Software system combats online child exploitation by detecting offenders' digital signatures

Jakarta Post
Thursday, June 29, 2006

Jakarta --- The National Police are now equipped with a powerful new computer system to hunt pedophiles who use the Internet to swap child porn and information about exploited minors.

Indonesia is the first country in Asia, and only the second in the world after Canada, to utilize the Child Exploitation Tracking System (CETS), a software system aimed to combat online child exploitation globally.

"In the world in general, there are at least 50,000 child exploitation crimes discovered through the Internet. But only 500 have been solved," National Police chief of detectives Comr. Gen. Makbul Padmanegara said at Wednesday's launch of the system.

"Taking this kind of integrated approach allows each player to bring their expertise and contribution to the table, producing a more effective response to the heinous crimes. We are now equipped with tools to better protect children around the world from online predators."

Representatives of the U.S. Department of Justice, the Australian Federal Police, the Canadian Embassy and Microsoft also attended the event.

The system is currently in use in the major cities of Jakarta, Bandung, Yogyakarta, Medan, Bali, Surabaya and Batam, as well as Lombok.

According to Sr. Comr. Petrus Reinhard Golose of the police information technology and cyber crime unit, the CETS system works to detect all digital signatures made by offenders on the Internet.

Microsoft's Asia Pacific director Peter Moore explained that the police search for offenders would be expedited by knowing how to search different databases for e-mails and chat sessions. The latter are often used to exchange information among pedophiles, or to prey on unsuspecting children using the Web.

"They would be able to share the information across the provincial centers in Indonesia and law enforcement authorities in different countries across the world," Moore said.

Four police officers visited the Toronto Police Force Headquarters in February 2006 as part of its Instructor Development Program to understand how CETS is being deployed and used to track online child predators in North America and across the world.

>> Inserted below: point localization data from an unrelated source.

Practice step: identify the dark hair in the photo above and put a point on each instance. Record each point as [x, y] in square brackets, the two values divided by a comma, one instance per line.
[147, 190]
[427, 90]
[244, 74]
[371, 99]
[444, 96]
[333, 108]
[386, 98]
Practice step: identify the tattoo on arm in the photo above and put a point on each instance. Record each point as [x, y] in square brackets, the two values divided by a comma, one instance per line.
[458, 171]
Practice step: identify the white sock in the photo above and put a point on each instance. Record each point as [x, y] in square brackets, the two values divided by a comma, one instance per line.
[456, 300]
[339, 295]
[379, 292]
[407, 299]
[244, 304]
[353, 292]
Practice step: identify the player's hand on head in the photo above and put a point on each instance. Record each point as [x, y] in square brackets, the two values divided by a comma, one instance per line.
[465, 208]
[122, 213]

Upon their return, the four officers trained 29 other fellow officers on the CETS system operation and were scheduled to start a new training class in July.

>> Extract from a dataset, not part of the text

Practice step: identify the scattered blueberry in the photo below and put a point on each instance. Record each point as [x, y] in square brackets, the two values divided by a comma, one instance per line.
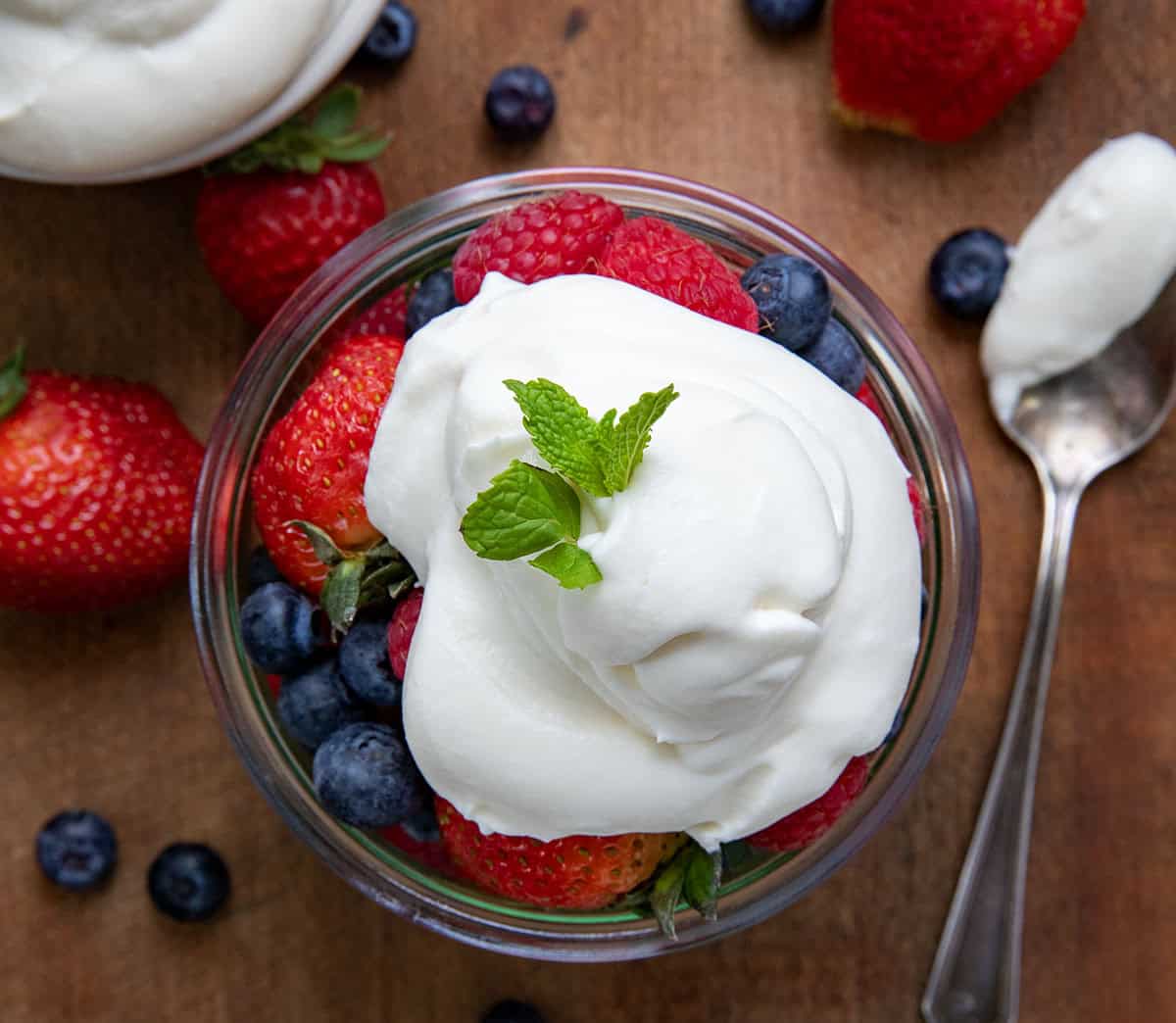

The U.S. Department of Justice has played a leading role in the capacity-building efforts of the National Police by providing
technical assistance in the form of training and education. This has helped National Police investigators to further develop the skills necessary to investigate instances of computer facilitated crimes such as child exploitation, identity theft and credit card fraud.

The fight to curb sexual exploitation of children through the Internet is bound to become more complicated, with the convergence between the Internet and mobile phone making access to cyberspace more open.

A report by ECPAT International released in September 2005 states that Asia is leading the way in connectivity and that it estimated 1 billion people would be mobile phone subscribers by 2010.